Regulation could have prevented fatal tiger mauling: WSPA

The death of a southwestern Ontario man who was mauled by his pet tiger could have been prevented if the province had a licencing system that bans people from owning exotic animals, said the World Society for the Protection of Animals.

The death of a southwestern Ontario man who was mauled by his pet tiger could have been prevented if the province had a licencing system that bans people from owning exotic animals, said the World Society for the Protection of Animals.

Norman Buwalda, 66, was attacked and killed by the 295-kilogram tiger when he entered the animal's cage to feed it, Ontario Provincial Police Const. Troy Carlson said.

He kept the tiger on his property in Southwold, Ont., about 28 kilometres southwest of London. He was known to keep a number of other exotic animals there as well.

"It's high time that the government regulates the keeping of exotic animals," said Melissa Matlow, programs officer for WSPA, a Toronto-based animal welfare organization.

"They don't see it as necessary as far as I can tell," she said, when asked why she believes the government hasn't introduced such restrictions yet.

"It's quite a problem ... and it really isn't a surprise, considering that there's very little in place to protect these animals.

"You don't need a licence; you don't need a reason; you don't need any qualifications or training to keep a tiger or a lion or a monkey in your backyard so long as there's no municipal bylaw prohibiting the keeping of that species."

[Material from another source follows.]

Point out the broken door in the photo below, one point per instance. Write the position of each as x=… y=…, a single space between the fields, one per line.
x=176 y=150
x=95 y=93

Other high-profile attacks by exotic pets in recent years:

  • On Feb. 16, 2009, a 90-kilogram chimpanzee escaped from a house and mauled a woman in Connecticut. Charla Nash, 55, suffered massive injuries to her face, brain and hands when attacked by Travis, a 14-year-old chimp described as normally docile.
  • On May 10, 2007, a pet Siberian tiger on a property near 100 Mile House, B.C., killed a woman who was outside its enclosure petting it. Tanya Dumstrey-Soos, 32, bled to death after the animal grabbed her leg and mauled her. The tiger was one of several owned by her boyfriend Kim Carlton.
  • On March 3, 2005, two chimpanzees chewed off most of a 62-year-old man's face and bit his wife at a California animal sanctuary. St. James and LaDonna Davis were visiting their former pet chimp Moe at the Animal Haven Ranch. The couple were standing outside his cage when two other chimps got out of an adjoining cage and attacked.
  • On Aug. 28, 1999, a three-year-old boy was killed by his family's 2.3-metre pet African rock python in Centralia, Ill. The boy had compression marks around his chest and bite marks on his neck and ears. He had been sleeping with an aunt and uncle near the snake's terrarium.

The government could have introduced regulations on exotic species when it revised its animal protection law last year, she said. 

Those changes gave the Ontario Society for the Prevention of Cruelty to Animals expanded powers to respond to complaints of animal cruelty.

"But [OSPCA workers] don't have the resources to proactively inspect these places to make sure that the animals are kept safely in the first place, and it's not adequate," Matlow said.

60% of Canadian zoos in Ontario

Ontario is the only province that doesn't require people to have a licence to keep dangerous exotic animals, according to WSPA. About 60 per cent of all Canadian zoos are in Ontario, and about 500 exotic cats are kept as pets in the province, the society says.

Matlow said Ontario could have followed the lead of British Columbia, which last year implemented new rules to ban dangerous pets that could harm the public. The move came after Tania Dumstrey-Soos, 32, was clawed by a Siberian tiger owned by her boyfriend and bled to death. The attack occurred in front of her children.

In Ontario since 1985, there have been about 50 reported incidents of exotic animals — including tigers, lions, jaguars, bobcats, bears and wolves — either escaping from zoos, sanctuaries, exhibits or private properties or attacking people, according to the society.

Sunday's attack is not the first one to occur on Buwalda's property. In June 2004, a 10-year-old boy was mauled by a Siberian tiger that was led out of its cage on a leash so the child could take its picture.

The boy suffered severe neck and head injuries. Buwalda, who was the chairman of the Canadian Exotic Animal Owner's Association, never faced charges because he was legally entitled to own the animals.

Neighbours in the rural community said they have spent nearly five years fighting to have the animals removed from the property, but all attempts failed.

Nicole Balogh was one of the many neighbours who went to the Southwold Township and helped get a bylaw passed to ban a person from owning exotic animals. But Buwalda fought the bylaw and won.

Southwold Mayor John McIntyre said he will try again to implement the bylaw.

"Well, I guess I think we were still right at the onset," he told CBC News on Monday.

"I feel as if it's my duty as mayor of the municipality to bring this thing back up again, and council will have some discussion on it ... and we'll take it from there."

Police are still investigating but said they are not sure what will happen with the animal.

An autopsy was to be performed on Buwulda Monday.